The problem I’ve run into cues like this with some of my clients, is that there are just too many of them to achieve balanced posture and the gestalt is lost.  Often the tendency will be to try to do all of the cues I’ve given at once rather than to tune into one at a time or even better how that one cue is effecting the total experience.  This generally leads to the opposite result of what I’m looking for which is that the person I’m working with starts walking like Robbie the Robot, hopelessly lost in the mental exercise of managing the cues.   For example, try letting your knees be soft while landing on the pad in front of the heel, while allowing the hips to shift back and keeping your eyes on the horizon.  While you’re at it, allow your arms to swing from your midline and let your jaw be soft, oh yeah, and don’t forget to breath.  It’s easy for these cues to become a bunch of tasks to pay attention to, but that’s not really the point. I’m going to make a brash statement and say we live in a singularly focused culture.  While we may be getting better at multitasking on our iPhones, when was the last time you noticed your breath or whether your body is comfortable, while you send a tweet?  How about right now while you’re reading this?

This brings me back to the question of, what is the goal of movement education and more importantly, what is the gestalt that ties our experience together?  Some of my clients have articulated it as learning how to sit or walk or stand all over again.  That’s not far off, but I’ll offer another suggestion. To begin with, to feel better, but what does that really mean?  How about something like, “being able to maintain easy attention to your internal experience while participating in the world outside of your skin”?  Isn’t that really what’s happening when we feel good?  We are aware of our experience and we’re able to participate with others and engage with the world. Another way of putting it would be to balance internal and external experience.  When it comes down to it, most people come to see me with problems that stem from difficulty at listening to the inside, while doing something out in the world.  Another way of saying the same thing is that it’s easy to forget how to coordinate our internal experience while interacting and moving.  Hubert Godard, the brilliant Rolf Movement teacher uses the words coordination and perception to talk about the same thing.  Essentially, the majority of postural misalignments have to do with two things: 1. how we experience; and 2. How we express ourselves and interact with the world.  To achieve a balance between internal awareness or coordination and external focus requires a lifetime of practice, but the journey begins when we become aware of HOW to focus on either one (perception or coordination).

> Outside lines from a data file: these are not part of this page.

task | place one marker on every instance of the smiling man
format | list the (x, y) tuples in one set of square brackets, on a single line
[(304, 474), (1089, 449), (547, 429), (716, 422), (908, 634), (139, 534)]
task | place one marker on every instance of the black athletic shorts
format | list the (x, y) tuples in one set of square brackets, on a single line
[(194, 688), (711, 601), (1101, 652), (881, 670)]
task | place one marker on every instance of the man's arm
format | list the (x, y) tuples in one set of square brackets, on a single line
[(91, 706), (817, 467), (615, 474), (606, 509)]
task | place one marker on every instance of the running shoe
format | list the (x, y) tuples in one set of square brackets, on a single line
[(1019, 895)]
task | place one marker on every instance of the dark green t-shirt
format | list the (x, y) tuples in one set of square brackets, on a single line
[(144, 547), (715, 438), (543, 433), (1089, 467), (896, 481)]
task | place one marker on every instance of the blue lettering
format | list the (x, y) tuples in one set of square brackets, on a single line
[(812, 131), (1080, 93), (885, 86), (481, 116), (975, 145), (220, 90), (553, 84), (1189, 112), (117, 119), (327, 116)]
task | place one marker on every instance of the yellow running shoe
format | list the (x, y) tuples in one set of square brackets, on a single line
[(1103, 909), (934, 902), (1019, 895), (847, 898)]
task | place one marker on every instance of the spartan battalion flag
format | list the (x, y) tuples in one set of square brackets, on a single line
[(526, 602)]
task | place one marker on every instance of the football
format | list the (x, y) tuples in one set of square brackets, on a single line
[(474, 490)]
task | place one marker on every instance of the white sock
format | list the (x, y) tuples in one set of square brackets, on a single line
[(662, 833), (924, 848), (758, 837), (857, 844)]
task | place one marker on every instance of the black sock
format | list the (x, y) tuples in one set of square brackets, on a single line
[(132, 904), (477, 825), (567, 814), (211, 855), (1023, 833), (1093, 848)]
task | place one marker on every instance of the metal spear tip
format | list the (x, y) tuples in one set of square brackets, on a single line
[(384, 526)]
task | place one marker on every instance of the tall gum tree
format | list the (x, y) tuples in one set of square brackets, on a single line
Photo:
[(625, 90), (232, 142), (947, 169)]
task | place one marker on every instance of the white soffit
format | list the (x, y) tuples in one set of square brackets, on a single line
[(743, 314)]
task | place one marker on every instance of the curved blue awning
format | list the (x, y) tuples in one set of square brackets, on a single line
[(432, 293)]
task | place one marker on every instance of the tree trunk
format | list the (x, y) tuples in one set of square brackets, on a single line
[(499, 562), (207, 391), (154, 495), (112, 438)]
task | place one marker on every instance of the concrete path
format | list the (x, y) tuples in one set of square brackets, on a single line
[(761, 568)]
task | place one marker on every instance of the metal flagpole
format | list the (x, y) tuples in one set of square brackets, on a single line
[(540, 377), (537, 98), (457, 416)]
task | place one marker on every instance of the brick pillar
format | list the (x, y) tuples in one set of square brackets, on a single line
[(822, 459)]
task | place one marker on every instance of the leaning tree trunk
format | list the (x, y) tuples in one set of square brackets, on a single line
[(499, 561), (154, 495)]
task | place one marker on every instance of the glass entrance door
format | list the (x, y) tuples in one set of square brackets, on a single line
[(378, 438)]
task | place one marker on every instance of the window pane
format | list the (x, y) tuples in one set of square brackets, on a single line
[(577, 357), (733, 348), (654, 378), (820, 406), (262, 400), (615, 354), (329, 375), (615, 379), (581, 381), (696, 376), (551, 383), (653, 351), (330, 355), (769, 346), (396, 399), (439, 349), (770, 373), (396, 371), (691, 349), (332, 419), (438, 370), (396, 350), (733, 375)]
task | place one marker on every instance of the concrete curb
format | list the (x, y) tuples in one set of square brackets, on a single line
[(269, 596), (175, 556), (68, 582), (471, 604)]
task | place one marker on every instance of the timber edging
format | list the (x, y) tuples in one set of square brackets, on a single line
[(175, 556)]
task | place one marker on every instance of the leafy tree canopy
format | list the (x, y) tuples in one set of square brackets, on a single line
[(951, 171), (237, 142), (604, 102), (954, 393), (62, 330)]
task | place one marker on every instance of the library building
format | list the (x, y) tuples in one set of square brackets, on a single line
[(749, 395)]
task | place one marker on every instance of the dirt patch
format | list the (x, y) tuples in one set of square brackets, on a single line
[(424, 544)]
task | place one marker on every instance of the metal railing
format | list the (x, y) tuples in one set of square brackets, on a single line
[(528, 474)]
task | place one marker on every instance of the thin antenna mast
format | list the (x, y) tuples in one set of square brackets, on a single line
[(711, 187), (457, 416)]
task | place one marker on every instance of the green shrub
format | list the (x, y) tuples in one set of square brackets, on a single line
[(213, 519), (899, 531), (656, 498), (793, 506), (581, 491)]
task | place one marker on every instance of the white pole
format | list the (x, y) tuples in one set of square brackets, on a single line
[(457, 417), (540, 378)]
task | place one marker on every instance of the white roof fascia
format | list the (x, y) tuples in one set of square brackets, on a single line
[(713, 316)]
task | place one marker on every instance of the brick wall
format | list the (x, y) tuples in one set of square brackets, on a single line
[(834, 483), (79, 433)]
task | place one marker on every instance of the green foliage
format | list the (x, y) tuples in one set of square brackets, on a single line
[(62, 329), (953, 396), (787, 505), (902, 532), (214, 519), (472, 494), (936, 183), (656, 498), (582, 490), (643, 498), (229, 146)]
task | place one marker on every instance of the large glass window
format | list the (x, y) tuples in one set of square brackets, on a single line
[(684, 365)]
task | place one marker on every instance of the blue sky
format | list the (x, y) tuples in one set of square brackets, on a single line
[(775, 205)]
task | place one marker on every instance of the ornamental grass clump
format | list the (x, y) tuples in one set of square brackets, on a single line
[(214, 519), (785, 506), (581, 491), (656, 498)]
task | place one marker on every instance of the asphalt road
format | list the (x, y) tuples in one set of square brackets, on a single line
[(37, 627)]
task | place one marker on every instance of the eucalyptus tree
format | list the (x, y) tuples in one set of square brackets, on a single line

It will likely come to you as a surprise that core support doesn’t come from doing sit-ups, (a totally irrelevant exercise in developing core support), but instead comes from a balance of perception and coordination.  I’ll give an example.  While you’re sitting reading this article (assuming you’re sitting), your abs are probably not toned much and your awareness is most likely  on the words on the computer screen.  That’s ok.  See what happens if you take your eyes away from the screen and look out at the horizon, letting what you see come to you if you can.  There’s a reason why gymnasts mark the horizon with their eyes while they’re balancing. With one hand on your belly, press into the floor with your whole foot really feeling the floor, and draw your shoulder sockets and hip sockets back towards the back plane of your body (the hip socket is at the hip crease, right in the middle of the thigh).  You should feel a subtle toning or drawing in of the transverse abdominus muscles under your hand.

These are the muscles that lead to stabilization of the spine and help us to get longer, but what initiated the tone was not a squeezing of your 6 pack muscles.  Instead, we got there by coordinating our internal movements (hip sockets and shoulder sockets moving back into the joint), and expansion of our awareness of the ground (through our feet) and our awareness of what’s around us (through the eyes).  When we start to feel misaligned it’s often because of a loss of core support caused by a breakdown of our internal coordination or external perception.   This isn’t a bad thing in and of itself.  It’s often what we do when we rest, but it’s not the easiest way to move.  In a general way we can work on our core support by focusing on our coordination and perception.  So next time you’re out for a walk you might just ask yourself, are my thigh bones softening back into the sockets? Am I able to walk with my attention on the horizon? What’s around me or am I looking at the ground?  Am I able to stay attuned to how it feels on the inside, while being engaged and interested in what’s happening around me?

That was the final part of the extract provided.